This announcement may include statements that are, or may be
deemed to be, "forward-looking statements". These forward-looking
statements may be identified by the use of forward-looking
terminology, including the terms "believes", "estimates", "plans",
"projects", "anticipates", "expects", "intends", "may", "will" or
"should" or, in each case, their negative or other variations or
comparable terminology, or by discussions of strategy, plans,
objectives, goals, future events or intentions. Forward-looking
statements may and often do differ materially from actual results.

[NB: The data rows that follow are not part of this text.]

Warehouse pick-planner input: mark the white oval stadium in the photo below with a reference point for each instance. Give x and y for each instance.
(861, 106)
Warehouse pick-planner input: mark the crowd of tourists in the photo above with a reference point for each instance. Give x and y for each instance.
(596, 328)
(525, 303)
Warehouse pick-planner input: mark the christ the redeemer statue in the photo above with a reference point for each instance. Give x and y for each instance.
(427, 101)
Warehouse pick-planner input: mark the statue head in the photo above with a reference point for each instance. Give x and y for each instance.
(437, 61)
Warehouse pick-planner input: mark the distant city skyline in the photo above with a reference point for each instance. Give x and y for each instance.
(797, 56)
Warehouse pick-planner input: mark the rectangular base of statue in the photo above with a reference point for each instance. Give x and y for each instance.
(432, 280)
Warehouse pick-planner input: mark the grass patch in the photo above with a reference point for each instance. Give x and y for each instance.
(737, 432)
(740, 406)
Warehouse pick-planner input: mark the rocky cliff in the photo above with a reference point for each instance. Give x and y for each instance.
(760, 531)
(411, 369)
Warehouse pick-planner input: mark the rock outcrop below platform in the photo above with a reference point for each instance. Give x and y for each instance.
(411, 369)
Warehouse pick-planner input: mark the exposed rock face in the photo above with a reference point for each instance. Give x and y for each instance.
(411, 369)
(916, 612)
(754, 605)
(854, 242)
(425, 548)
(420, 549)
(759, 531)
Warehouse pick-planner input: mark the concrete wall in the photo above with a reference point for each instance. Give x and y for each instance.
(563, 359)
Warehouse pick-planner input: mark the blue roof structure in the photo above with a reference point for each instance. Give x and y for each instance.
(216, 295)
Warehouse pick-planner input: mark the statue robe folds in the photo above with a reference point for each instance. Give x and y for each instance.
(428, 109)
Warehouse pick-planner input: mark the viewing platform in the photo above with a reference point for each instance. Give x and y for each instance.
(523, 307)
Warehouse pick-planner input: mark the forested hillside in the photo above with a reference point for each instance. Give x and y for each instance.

Any forward-looking statements reflect the Company's current view
with respect to future events and are subject to risks relating to
future events and other risks, uncertainties and assumptions
relating to the Group's business, results of operations, financial
position, liquidity, prospects, growth, strategies, integration of
the business organisations and achievement of anticipated
combination benefits in a timely manner. Forward-looking statements
speak only as of the date they are made.
Such forward-looking statements are based on beliefs,
expectations and assumptions of the Board regarding Eurowag's
present and future business strategies, the timetable for
integration of Inelo, the benefits to be derived from the Proposed
Acquisition and the environment in which Eurowag, Ineloand/or,
following Completion, the Enlarged Group will operate in the
future. Although the Board believe that these beliefs and
assumptions are reasonable, by their nature, forward-looking
statements involve risks and uncertainties because they relate to
events and depend on circumstances that may or may not occur in the
future or are beyond the Group's control. Eurowag, Inelo and/or,
following Completion, the Enlarged Group's actual operating
results, financial condition, dividend policy and the development
of the industry in which they operate, as well as the benefits and
combination benefits actually received, may differ materially from
the impression created by the forward-looking statements contained
in this announcement. In addition, even if the operating results,
financial condition and dividend policy of Eurowag, Ineloand/or,
following Completion, the Enlarged Group, and the development of
the industry in which they operate, are consistent with the
forward-looking statements contained in this announcement, those
results or developments may not be indicative of results or
developments in subsequent periods.
You are advised to read this announcement and any circular (if
and when published) in their entirety for a further discussion of
the factors that could affect Eurowag and/or the Enlarged Group's
future performance. In light of these risks, uncertainties and
assumptions, the events described in the forward-looking statements
in this announcement may not occur.
This announcement does not constitute, and should not be
construed as, an offer to purchase or sell or issue securities, or
otherwise constitute an inducement, invitation, commitment,
solicitation or recommendation to any person to purchase, subscribe
for, or otherwise acquire securities in Eurowag or any of its
affiliates, or constitute an inducement to enter into any
investment activity in any jurisdiction. Nothing contained in this
announcement is intended to, nor shall it, form the basis of, or be
relied on in connection with, any contract or commitment whatsoever
and, in particular, must not be used in making any investment
decision.
Certain data in this announcement, including financial
information, has been rounded. As a result of the rounding, the
totals of data presented in this announcement may vary slightly
from the actual arithmetic totals of such data.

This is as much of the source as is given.